Do you ever wish that you could “un-know” something? I’m not talking about merely forgetting it or pretending it never happened, but really and truly having it wiped completely from your memory. In certain cases, I can see how this would be a gift. For example, when I was in college I realized that if I started dating someone, it could possibly be the person I would end up marrying. Being the forward thinker I am and also determining that I wouldn’t sabotage my ‘tall’ genes with a short future wife and mother to my children, (I was quite the planner, I guess) I decided that 5’7″ or taller would be my height requirement for any woman I would date. Along came Jessica and our first phone conversation. We have a nice chat and decide on plans for a first date. About to hang up, I quickly remembered my height requirement and hastily asked, “By the way, how tall are you?” “Oh, 5’6″-5’7″”, she says. Relieved, I respond, “Oh good, that will do…”
I wish Jess could “un-know” that little bit of our history, but at least I prepared her for a lifetime of awkward comments and foot-in-mouth moments. You can’t say she wasn’t warned!
I’m betting you thought of something in life you wish you could un-hear or un-see or un-know. We all do. But imagine the opportunity to experience something life-changing all over again. Holding your child the first time.
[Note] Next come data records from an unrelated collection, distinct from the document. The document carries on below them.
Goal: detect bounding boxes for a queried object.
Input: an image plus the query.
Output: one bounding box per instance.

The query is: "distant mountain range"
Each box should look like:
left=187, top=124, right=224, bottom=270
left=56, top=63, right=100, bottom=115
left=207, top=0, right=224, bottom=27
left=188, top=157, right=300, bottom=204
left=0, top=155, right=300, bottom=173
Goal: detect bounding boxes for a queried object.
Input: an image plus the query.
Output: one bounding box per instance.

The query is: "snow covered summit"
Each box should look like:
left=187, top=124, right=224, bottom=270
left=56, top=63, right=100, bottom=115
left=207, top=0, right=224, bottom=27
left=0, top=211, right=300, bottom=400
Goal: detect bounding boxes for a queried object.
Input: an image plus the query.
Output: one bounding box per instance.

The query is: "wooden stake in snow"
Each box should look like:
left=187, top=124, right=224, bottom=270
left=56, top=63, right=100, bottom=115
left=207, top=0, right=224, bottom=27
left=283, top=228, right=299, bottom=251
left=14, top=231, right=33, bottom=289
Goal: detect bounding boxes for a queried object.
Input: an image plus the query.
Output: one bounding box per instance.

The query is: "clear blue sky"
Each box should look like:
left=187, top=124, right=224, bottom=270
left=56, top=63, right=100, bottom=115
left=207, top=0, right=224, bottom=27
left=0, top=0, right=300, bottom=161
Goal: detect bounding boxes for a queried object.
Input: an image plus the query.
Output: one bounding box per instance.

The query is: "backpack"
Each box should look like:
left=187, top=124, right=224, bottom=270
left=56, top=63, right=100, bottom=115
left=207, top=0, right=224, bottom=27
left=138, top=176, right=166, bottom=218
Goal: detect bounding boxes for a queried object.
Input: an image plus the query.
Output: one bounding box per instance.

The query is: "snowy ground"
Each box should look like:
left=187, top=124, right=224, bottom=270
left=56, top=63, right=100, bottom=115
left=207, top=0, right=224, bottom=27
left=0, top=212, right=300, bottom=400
Saying “I do” again. Having that last day with grandma or mom or dad again. How about an extraordinary God moment all over again? If you grew up in the church or in a family of faith, you likely heard many stories about God, Jesus, the Holy Spirit, and their workings in history and today. Those stories were only new to you once, and now that you’ve heard them, the endings, while amazing, are predictable.
This Lent, I have this nagging feeling that makes me want to un-know how it all ends, so I can do it all over again for the first time. Part of me wants to be in the midst of the triumphal entry into Jerusalem, the somber last supper with Jesus and his closest friends. I’d like to be surprised by Judas and his betrayal in the garden, to watch for the first time as Jesus heals the servant. I’d like to feel the disappointment of hearing Peter betray Jesus three times. I’d never want to witness what Jesus went through in his beating and torture, I’m sure I’d run away overwhelmed, but I’d feel the profound nature of his love as he endured that pain and cruelty because of his love for us. I want to feel and experience the animosity of the crowd as Jesus walked toward the hill, I want my world to be shattered by the sound of the hammer and nails as Jesus is put on the cross. I want to hear him say, “Father, forgive them, they know not what they do.” I want to see the sky turn black, to see the people realize what they have done.
Perhaps it seems morbid to want to experience all of that as though for the first time again, but only by entering wholly into the story does the reality of Lent come into focus. The cross stands in sharp contrast on the horizon, beckoning us to come near and see what is happening. Again, imagine if this was the first time you heard the story. It must be over, Jesus is dead, God has lost.
Come and live the rest of the story for the first time again. Ask God to give you a fresh heart as we conquer death with Jesus. Prepare the way for the Lord as you join us for Easter!